The whole spectrum of age ranges in the population is affected, to different extents. And that is something that we cannot absorb in terms of the flow of patients. Especially as the mortality rate in intensive care is 40%.

What worries you the most as the crisis unfolds?


Beyond the number of beds and the lack of equipment — I expect some colleagues will do what was done in Italy and use one respirator for two patients — at a certain point we will not have enough human resources. Because resuscitation, the care of severely ill patients, dialysis, and monitoring the ventilation machine cannot be left to chance. It requires several years of training.

Professionals also fall ill. For now, the cases among the caregivers are more benign, but that creates absenteeism. The medical staff are not invulnerable to this disease, and you can imagine, in a catastrophic scenario, the more the epidemic advances, the more we will have some among the reserve of caregivers who will say, "I don't want to come because I'm scared." We hear that already a little.

Physically we can, in intensive care, admit more patients. But to open these beds, we need not only the machines but also the human resources. If I am told that we are capable of doubling or tripling the capacity, I'm not sure that we are capable of tripling the human capacity without considering the fatigue of caregivers, some of whom work almost 1 day in 3, day and night.

I witnessed terrible scenes in the hallway of a patient who was being resuscitated and another who had just died. For intensive care specialists, it's very hard on their morale. We know very well that we still have several weeks, maybe months. I am therefore worried for our team and for the teams of colleagues in intensive care at the end of the epidemic.

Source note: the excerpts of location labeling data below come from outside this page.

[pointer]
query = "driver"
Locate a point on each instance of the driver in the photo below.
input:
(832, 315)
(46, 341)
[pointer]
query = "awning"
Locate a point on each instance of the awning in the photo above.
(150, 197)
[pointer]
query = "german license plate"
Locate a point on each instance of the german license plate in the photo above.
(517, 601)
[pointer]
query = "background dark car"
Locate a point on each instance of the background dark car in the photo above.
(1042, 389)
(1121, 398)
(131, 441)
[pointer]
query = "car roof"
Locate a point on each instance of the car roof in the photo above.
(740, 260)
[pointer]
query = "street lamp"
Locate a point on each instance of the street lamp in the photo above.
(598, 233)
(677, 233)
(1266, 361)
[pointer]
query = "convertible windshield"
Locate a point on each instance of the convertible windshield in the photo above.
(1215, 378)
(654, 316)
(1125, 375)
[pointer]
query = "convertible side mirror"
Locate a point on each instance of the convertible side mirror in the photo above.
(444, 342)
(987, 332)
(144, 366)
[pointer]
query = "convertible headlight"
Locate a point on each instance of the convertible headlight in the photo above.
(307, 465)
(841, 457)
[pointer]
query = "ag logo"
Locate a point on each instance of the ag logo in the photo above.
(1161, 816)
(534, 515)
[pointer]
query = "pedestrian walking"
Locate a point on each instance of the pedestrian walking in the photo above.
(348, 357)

So the models and projections for organizing the fight against COVID-19 do not match up to reality?

Exactly. A team from Rennes published estimates of the number of severe patients who will need critical care in mid-April based on mathematical models. But already we are not very far from those figures, maybe several days ahead of the projections.

We thought that, thanks to the lockdown, we would probably be in the optimistic scenario for the epidemic — because this is how we think in mathematics: a catastrophic scenario and an optimistic one. But now I think we are very close to the catastrophic scenario.

We are still only at the beginning of the wave, and mathematics cannot tell us everything, but the latest estimates for Île de France [the region around Paris] were 4000 cases at the peak of the epidemic. And today we are at almost 1500 severe cases, while the capacity in Île de France is estimated at around 1600 critical care beds. If we end up in this catastrophic scenario, we wonder how we will manage the delta of 2000 patients....

We were told we should flatten the curve to prepare, but unfortunately, the preparations were not enough, the equipment is not there. We are starting to recover the stock of masks, but we find that we no longer have enough swabs to do screening, that we have no more scrubs....

On the other hand, what we do have is a little more ingenuity; we reflect daily on the situation. That's my hope. And that's also why we should make more therapies available that could be used upstream, whether hydroxychloroquine and azithromycin or another treatment.